Check out the Grates’ website and you’ll be greeted by the band’s DIY design aesthetic in full flow, a cut’n’paste glut of vibrant colours and affectionate scribbles and paintings. The band press up their own badges, design their own sleeves, do everything, in fact, because they enjoy it. That’s the only reason they do anything they do. Luckily, the Grates enjoy being the Grates a great deal.
They formed in their hometown of Whitchurch, Brisbane, having been friends for as long as they could remember. They were, by their own admission, ‘rubbish’ to begin with, until Patience went off to live in London for a while, returning with a much stronger voice than before. The Grates are burgeoning huge in their home country, beloved of influential radio station Triple J. They deserve to be massive, everywhere. But especially places with decent air-conditioning.
John: “Its so hot in Australia, and I sweat so much when we play.”
Patience: “John’s a hairy guy…”
Alana: “But the venues in Australia rarely have air-conditioning.
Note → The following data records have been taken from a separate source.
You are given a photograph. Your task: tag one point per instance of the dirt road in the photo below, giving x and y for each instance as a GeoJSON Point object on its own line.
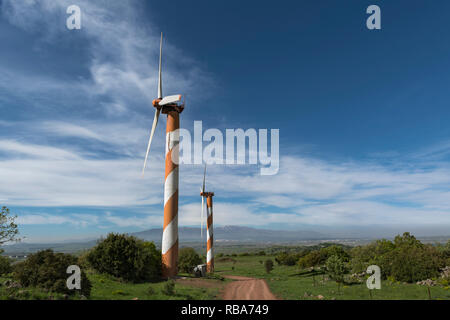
{"type": "Point", "coordinates": [247, 289]}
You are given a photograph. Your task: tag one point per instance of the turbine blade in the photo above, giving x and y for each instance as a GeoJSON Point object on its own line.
{"type": "Point", "coordinates": [170, 99]}
{"type": "Point", "coordinates": [204, 179]}
{"type": "Point", "coordinates": [155, 123]}
{"type": "Point", "coordinates": [160, 70]}
{"type": "Point", "coordinates": [201, 217]}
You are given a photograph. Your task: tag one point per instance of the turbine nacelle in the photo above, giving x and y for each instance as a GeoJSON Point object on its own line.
{"type": "Point", "coordinates": [169, 103]}
{"type": "Point", "coordinates": [163, 105]}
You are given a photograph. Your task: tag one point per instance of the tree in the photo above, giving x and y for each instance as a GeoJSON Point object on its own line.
{"type": "Point", "coordinates": [5, 264]}
{"type": "Point", "coordinates": [336, 269]}
{"type": "Point", "coordinates": [126, 257]}
{"type": "Point", "coordinates": [48, 270]}
{"type": "Point", "coordinates": [188, 259]}
{"type": "Point", "coordinates": [268, 264]}
{"type": "Point", "coordinates": [8, 229]}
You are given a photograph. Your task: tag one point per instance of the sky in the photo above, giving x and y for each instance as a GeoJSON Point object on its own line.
{"type": "Point", "coordinates": [363, 114]}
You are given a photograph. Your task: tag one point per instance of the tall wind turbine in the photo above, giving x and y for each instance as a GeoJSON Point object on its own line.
{"type": "Point", "coordinates": [172, 106]}
{"type": "Point", "coordinates": [209, 225]}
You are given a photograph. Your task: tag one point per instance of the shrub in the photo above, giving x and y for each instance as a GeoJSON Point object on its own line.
{"type": "Point", "coordinates": [312, 259]}
{"type": "Point", "coordinates": [168, 288]}
{"type": "Point", "coordinates": [47, 270]}
{"type": "Point", "coordinates": [336, 269]}
{"type": "Point", "coordinates": [150, 291]}
{"type": "Point", "coordinates": [334, 250]}
{"type": "Point", "coordinates": [268, 264]}
{"type": "Point", "coordinates": [287, 259]}
{"type": "Point", "coordinates": [414, 263]}
{"type": "Point", "coordinates": [376, 253]}
{"type": "Point", "coordinates": [188, 259]}
{"type": "Point", "coordinates": [126, 257]}
{"type": "Point", "coordinates": [5, 265]}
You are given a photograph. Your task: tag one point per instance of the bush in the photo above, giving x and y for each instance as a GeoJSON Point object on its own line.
{"type": "Point", "coordinates": [414, 263]}
{"type": "Point", "coordinates": [375, 253]}
{"type": "Point", "coordinates": [287, 259]}
{"type": "Point", "coordinates": [126, 257]}
{"type": "Point", "coordinates": [5, 265]}
{"type": "Point", "coordinates": [168, 288]}
{"type": "Point", "coordinates": [188, 259]}
{"type": "Point", "coordinates": [268, 264]}
{"type": "Point", "coordinates": [47, 270]}
{"type": "Point", "coordinates": [336, 269]}
{"type": "Point", "coordinates": [312, 259]}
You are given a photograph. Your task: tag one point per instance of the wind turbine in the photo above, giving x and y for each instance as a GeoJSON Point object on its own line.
{"type": "Point", "coordinates": [209, 225]}
{"type": "Point", "coordinates": [172, 106]}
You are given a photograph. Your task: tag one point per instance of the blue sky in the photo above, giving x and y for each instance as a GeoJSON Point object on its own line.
{"type": "Point", "coordinates": [363, 115]}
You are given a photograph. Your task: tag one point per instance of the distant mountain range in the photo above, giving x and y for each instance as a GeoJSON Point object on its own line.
{"type": "Point", "coordinates": [222, 235]}
{"type": "Point", "coordinates": [235, 234]}
{"type": "Point", "coordinates": [228, 236]}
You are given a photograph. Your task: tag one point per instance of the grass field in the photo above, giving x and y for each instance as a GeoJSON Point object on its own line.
{"type": "Point", "coordinates": [286, 282]}
{"type": "Point", "coordinates": [105, 287]}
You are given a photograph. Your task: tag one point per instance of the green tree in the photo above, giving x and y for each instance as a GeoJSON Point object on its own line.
{"type": "Point", "coordinates": [5, 264]}
{"type": "Point", "coordinates": [375, 253]}
{"type": "Point", "coordinates": [336, 269]}
{"type": "Point", "coordinates": [188, 259]}
{"type": "Point", "coordinates": [8, 229]}
{"type": "Point", "coordinates": [410, 262]}
{"type": "Point", "coordinates": [312, 259]}
{"type": "Point", "coordinates": [268, 265]}
{"type": "Point", "coordinates": [48, 270]}
{"type": "Point", "coordinates": [126, 257]}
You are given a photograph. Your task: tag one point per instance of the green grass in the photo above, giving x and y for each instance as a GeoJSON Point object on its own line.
{"type": "Point", "coordinates": [287, 282]}
{"type": "Point", "coordinates": [105, 287]}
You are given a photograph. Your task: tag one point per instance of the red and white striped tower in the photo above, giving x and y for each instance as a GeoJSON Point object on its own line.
{"type": "Point", "coordinates": [169, 246]}
{"type": "Point", "coordinates": [210, 231]}
{"type": "Point", "coordinates": [172, 106]}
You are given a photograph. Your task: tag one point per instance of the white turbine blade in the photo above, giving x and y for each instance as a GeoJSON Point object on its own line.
{"type": "Point", "coordinates": [170, 100]}
{"type": "Point", "coordinates": [160, 70]}
{"type": "Point", "coordinates": [204, 179]}
{"type": "Point", "coordinates": [201, 218]}
{"type": "Point", "coordinates": [155, 122]}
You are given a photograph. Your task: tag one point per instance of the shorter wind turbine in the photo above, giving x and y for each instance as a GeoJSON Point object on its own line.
{"type": "Point", "coordinates": [209, 225]}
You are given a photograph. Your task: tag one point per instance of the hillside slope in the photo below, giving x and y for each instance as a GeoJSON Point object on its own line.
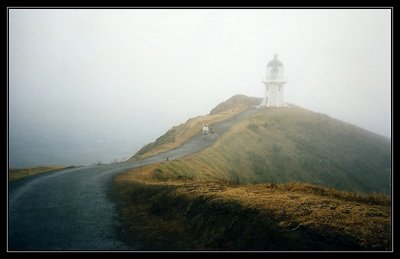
{"type": "Point", "coordinates": [279, 145]}
{"type": "Point", "coordinates": [178, 135]}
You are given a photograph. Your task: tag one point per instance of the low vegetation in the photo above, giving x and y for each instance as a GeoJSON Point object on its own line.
{"type": "Point", "coordinates": [288, 145]}
{"type": "Point", "coordinates": [18, 174]}
{"type": "Point", "coordinates": [180, 134]}
{"type": "Point", "coordinates": [195, 215]}
{"type": "Point", "coordinates": [280, 179]}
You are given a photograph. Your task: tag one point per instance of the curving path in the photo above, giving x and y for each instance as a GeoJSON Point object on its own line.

I’ve gotten so hot I’ve felt I might pass out while playing…”
John: “I’ve had sweat pouring off all of my body! Rivers of sweat!”
Patience: “I’ve thought, maybe I might puke onstage! And I have felt like it.”
Alana: “We discuss it beforehand, if she thinks she might get sick, we have a bucket onstage for her.”
Patience: “Because that’s cooler than saying, ‘Aw, I feel sick, I have to stop rocking out now!’ I’m not a baby…”
John: “Dad’s shed is air-conditioned, its excellent. We wouldn’t have gotten anything done without that. We don’t write fast songs during the summer; we write them in the winter, to stay warm!”
John’s Dad’s shed is the Grates’ HQ, the clubhouse where they hatch their plans for twisted nursery rhyme-aided world domination.
Alana: “It’s awesome… it’s huge, it’s soundproofed…”
John: “It’s not entirely sound-proofed. I walked outside it once while Alana was playing drums, it was really loud.”
Alana: “But the neighbours don’t complain. Our next door neighbour is insane, and she’s really lovely, and she just really enjoys tracking the band’s progress!”
“We’d been eating at this Chinese place,” continues Patience later, on her digestive disorder, “and I ordered ‘vegetarian’, which was disgusting, like raw tofu floating in chicken stock. Whatevs!” she snaps, efficiently shortening a sarcastic ‘whatever’ to two syllables. “So I ate some of John’s noodles, which he had with the pork. It was a skanky restaurant, and before we got served, I kept joking to John, ‘You know what meat they’re serving?’” Patience points at her handbag, emblazoned with a big picture of a cat. “And I’m hella allergic to cats. I reckon some cat-meat touched the noodles, and I had an allergic reaction on my insides. I’m allergic to everything about cats: their saliva, their hair…”
“And now, it turns out, their meat too!” laughs Alana.
“And my body flllllllllipped out” - ‘flipped’, but with the ‘l’ drawn out for, like, 5 seconds. “Whatevs, it was the most disgusting meal ever, and it was cat. Whatevs.”